Neben ihrer klinischen Bedeutung sind Mykoplasmen (hauptsächlich Mycoplasma orale) auch die gefährlichsten Kontaminationen in der normalen Zellkultur. Da sie lichtmikroskopisch wegen ihrer geringen Größe nur schwer zu erkennen sind und weil sie gegen Standardantibiotika resistent sind, bleiben sie oft unerkannt und beeinflussen so das zelluläre Wachstum und die Ergebnisse.

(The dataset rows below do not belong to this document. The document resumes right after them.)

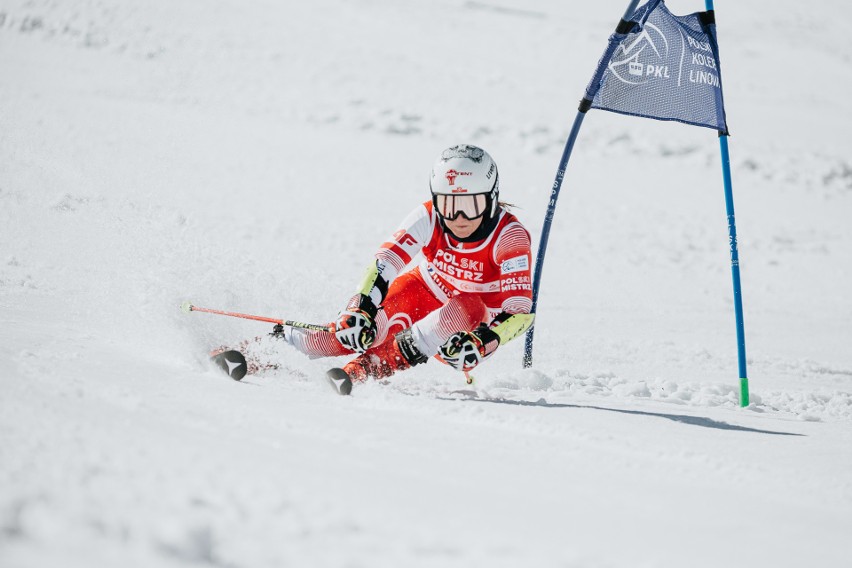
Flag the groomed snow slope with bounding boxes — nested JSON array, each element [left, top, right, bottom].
[[0, 0, 852, 568]]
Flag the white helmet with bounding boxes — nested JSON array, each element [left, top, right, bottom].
[[429, 144, 500, 224]]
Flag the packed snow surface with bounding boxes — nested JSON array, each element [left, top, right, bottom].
[[0, 0, 852, 568]]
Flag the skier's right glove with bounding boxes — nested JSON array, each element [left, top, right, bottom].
[[334, 294, 379, 353]]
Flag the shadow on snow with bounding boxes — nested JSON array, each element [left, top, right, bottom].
[[438, 391, 804, 436]]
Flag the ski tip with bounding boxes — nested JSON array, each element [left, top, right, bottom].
[[210, 351, 248, 381], [325, 368, 352, 395]]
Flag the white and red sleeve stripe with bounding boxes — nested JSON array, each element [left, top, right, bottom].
[[376, 201, 435, 284]]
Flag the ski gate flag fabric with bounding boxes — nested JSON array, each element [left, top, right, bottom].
[[585, 0, 728, 133]]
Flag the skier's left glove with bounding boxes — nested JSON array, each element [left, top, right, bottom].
[[334, 294, 379, 353], [438, 324, 500, 371]]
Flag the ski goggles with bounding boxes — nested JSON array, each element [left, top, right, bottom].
[[435, 193, 488, 221]]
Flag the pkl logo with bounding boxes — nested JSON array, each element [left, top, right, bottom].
[[608, 22, 669, 85]]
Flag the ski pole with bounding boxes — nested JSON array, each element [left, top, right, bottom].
[[180, 302, 334, 333]]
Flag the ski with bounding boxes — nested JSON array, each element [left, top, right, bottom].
[[325, 368, 352, 395], [210, 350, 248, 381]]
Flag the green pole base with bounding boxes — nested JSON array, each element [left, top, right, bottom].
[[740, 377, 748, 408]]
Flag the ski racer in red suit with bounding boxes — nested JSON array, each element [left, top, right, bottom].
[[282, 145, 534, 392]]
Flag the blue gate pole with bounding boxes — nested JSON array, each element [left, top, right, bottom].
[[524, 0, 639, 368], [524, 110, 586, 368], [704, 0, 749, 407]]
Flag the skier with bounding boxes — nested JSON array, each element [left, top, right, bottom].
[[277, 145, 534, 394]]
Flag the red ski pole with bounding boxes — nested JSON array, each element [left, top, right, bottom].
[[180, 302, 334, 333]]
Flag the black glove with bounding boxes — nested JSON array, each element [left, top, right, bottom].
[[334, 294, 379, 353], [438, 324, 500, 371]]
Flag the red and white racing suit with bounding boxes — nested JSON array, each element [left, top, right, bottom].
[[289, 201, 532, 357]]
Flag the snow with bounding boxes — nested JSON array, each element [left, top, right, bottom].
[[0, 0, 852, 568]]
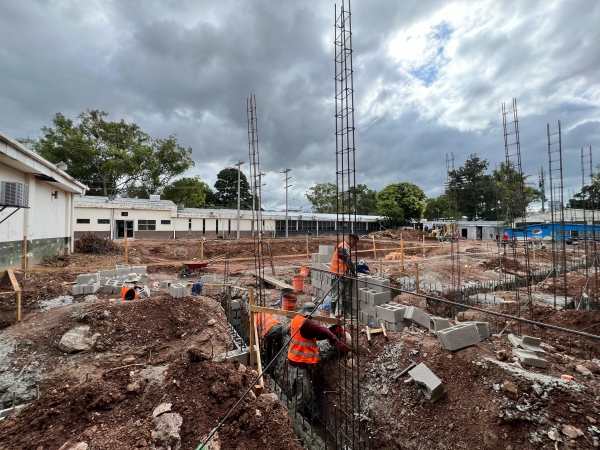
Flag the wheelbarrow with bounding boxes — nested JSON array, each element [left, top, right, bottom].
[[179, 261, 211, 278]]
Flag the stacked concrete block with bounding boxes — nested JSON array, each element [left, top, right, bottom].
[[508, 333, 546, 353], [436, 324, 481, 352], [463, 321, 492, 341], [513, 348, 548, 369], [408, 363, 446, 403], [169, 283, 187, 298], [375, 303, 406, 328], [115, 264, 131, 277], [77, 272, 100, 284], [404, 306, 429, 330], [429, 316, 452, 334]]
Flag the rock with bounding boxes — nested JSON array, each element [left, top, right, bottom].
[[503, 381, 519, 400], [562, 425, 583, 439], [575, 364, 592, 378], [58, 325, 99, 353], [152, 403, 172, 417]]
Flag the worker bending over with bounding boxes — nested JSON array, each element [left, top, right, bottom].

Morphologie der Zellen und Kolonien

Die Zellformen der Mykoplasmen (Mollicutes) sind vielgestaltig (pleomorph), oft bläschenförmig (coccoid). Ihre Kolonien zeigen eine charakteristische Spiegeleiform.

Vermehrung

Die zellwandlosen Mykoplasmen (Mollicutes), früher PPLO (pleuropneumonia-like organisms) genannt, vermehren sich nicht durch Zweiteilung (binary fission) wie die anderen Bakterien, sondern durch einen Knospungsmechanismus. Fortlaufende Mikrofotografien von sich vermehrenden Mikrokulturen von verschiedenen Stämmen von Mykoplasmen, bakteriellen L-Formen und, als Kontrolle, einer Micrococcus-Art (als Beispiel für Zweiteilung) wiesen diese Vermehrungsweise nach.[9] Die lichtmikroskopischen Untersuchungen wurden elektronenmikroskopisch ergänzt.[10]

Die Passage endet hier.